7. Aak others what they remember.
“…[W]hat I love most is hearing of my births from someone else’s POV… it’s so strange to hear things you don’t remember, but awesome, too.” – Rachel H.
“…[A]s a birth doula I often write up a story for the couples I work with. I note times and major events in the birth, to give the mom a framework to insert her own memories and experiences… I also write down funny moments, jokes, or things that make their birth unique. And I describe from my perspective [the] moments of beauty or tenderness that stick out to me.” – Michelle H.L.
It can be interesting and valuable to hear what other people experienced while you were giving birth. You may want to ask your midwife, OB, or doula. Your partner themselves may want to write or contribute to the story of their child’s birth.
8. Let it go.
“I even printed it out and placed it in my daughter’s baby book so she can look back and read about the day she was born.” – Jennifer C. (read her birth story here)
When you have finished writing and editing your story, consider doing something to bring conclusion to the process. If your birth was traumatic, the concluding element is an important one.

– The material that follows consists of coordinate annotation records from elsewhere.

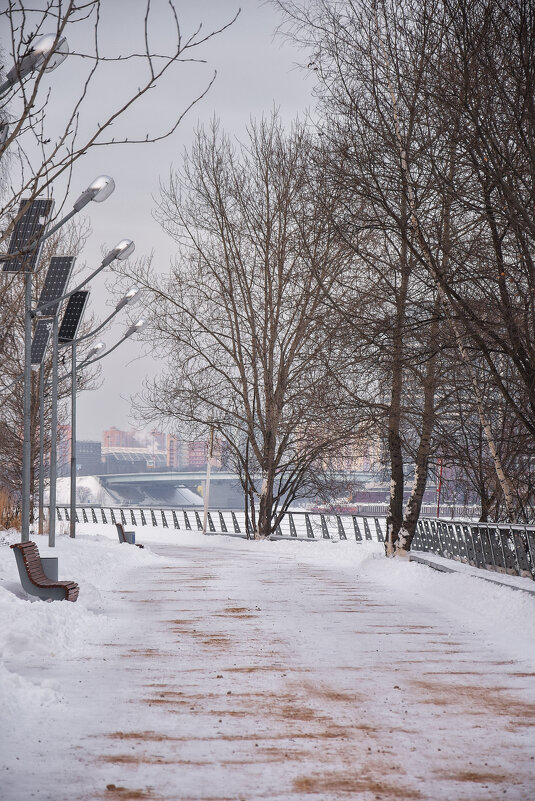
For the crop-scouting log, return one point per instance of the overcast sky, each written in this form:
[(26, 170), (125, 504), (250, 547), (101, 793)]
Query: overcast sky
[(255, 72)]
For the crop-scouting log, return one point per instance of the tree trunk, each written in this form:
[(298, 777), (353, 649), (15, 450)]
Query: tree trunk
[(414, 504)]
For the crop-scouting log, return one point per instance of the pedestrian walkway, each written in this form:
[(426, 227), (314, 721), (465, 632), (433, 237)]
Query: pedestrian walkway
[(249, 676)]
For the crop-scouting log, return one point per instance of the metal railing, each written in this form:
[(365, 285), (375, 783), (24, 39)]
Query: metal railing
[(301, 525), (502, 547)]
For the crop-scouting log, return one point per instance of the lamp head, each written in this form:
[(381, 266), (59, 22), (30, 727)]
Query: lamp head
[(100, 189), (95, 350), (39, 52), (130, 297), (136, 328), (121, 251)]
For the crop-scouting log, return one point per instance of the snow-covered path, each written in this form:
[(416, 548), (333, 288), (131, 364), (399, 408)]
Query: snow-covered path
[(255, 671)]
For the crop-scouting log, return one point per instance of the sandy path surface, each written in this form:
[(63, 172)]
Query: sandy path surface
[(252, 677)]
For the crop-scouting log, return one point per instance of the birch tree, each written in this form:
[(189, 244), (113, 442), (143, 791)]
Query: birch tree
[(241, 319)]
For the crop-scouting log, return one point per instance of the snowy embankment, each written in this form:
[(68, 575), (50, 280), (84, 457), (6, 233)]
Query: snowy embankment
[(34, 628), (97, 561), (170, 666)]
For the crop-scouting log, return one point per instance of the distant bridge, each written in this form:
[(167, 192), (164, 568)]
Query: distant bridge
[(176, 488)]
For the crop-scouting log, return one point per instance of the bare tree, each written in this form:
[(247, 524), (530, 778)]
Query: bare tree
[(242, 320)]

Burning, burying, and casting out into the sea are all ways to allow the story to leave your body. On a less cathartic note, some mothers find resolution through publishing their stories online; for others, printing and having it bound is a way to finish the task and preserve the story for future generations.

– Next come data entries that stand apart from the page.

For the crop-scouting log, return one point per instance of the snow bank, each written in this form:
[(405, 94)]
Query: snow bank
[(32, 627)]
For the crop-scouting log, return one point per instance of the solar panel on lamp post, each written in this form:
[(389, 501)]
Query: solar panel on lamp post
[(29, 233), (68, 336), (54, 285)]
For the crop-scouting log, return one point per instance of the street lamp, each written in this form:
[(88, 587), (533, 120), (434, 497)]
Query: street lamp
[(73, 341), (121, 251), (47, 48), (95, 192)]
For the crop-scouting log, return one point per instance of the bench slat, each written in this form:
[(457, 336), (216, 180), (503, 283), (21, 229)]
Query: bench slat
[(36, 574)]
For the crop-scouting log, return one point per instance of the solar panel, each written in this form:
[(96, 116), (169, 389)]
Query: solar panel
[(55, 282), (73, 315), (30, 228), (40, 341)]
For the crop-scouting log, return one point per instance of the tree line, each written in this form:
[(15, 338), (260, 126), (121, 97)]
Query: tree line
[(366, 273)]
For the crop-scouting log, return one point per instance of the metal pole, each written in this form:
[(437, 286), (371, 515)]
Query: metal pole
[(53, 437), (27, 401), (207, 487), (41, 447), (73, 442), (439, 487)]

So, in the end, did I write my son’s birth story? Yes. Is it finished, perfected, in more than a piece-meal draft phase? No. But when it is, I’ll let you know.
2 Comments
Jessie
I love reading all the birth stories on here and just about squee with delight when I get an email in my inbox from Birth Without Fear. I have 3 children, 2 hospital births, both medicated and my 2nd with intervention (vacuum and episiotomy) and my 3rd was a home water birth. I have shared my story with people, written out parts of it and given a brief overview too but never have I written a proper birth story for any of my kids and neither do I feel the urge to do so. 🙂 I love that women are encouraged to share their stories, positive and negative, vaginal or caesarean, augmented, medicated or wholly natural and I love reading them all. I just want to add though that I believe it is ok NOT to write a birth story too. 🙂
Erin Jacklin
Thank you for this lovely post! I run a group psychology practice where we all with new mothers and women experiencing perinatal mood disorders and I am going to pass this wonderful post along to them and will repost it on our blog. We are going to start offering a birth circle group for new moms to share their birth stories in a safe place, and I will definitely share some of your advice with our participants. Thank you for sharing!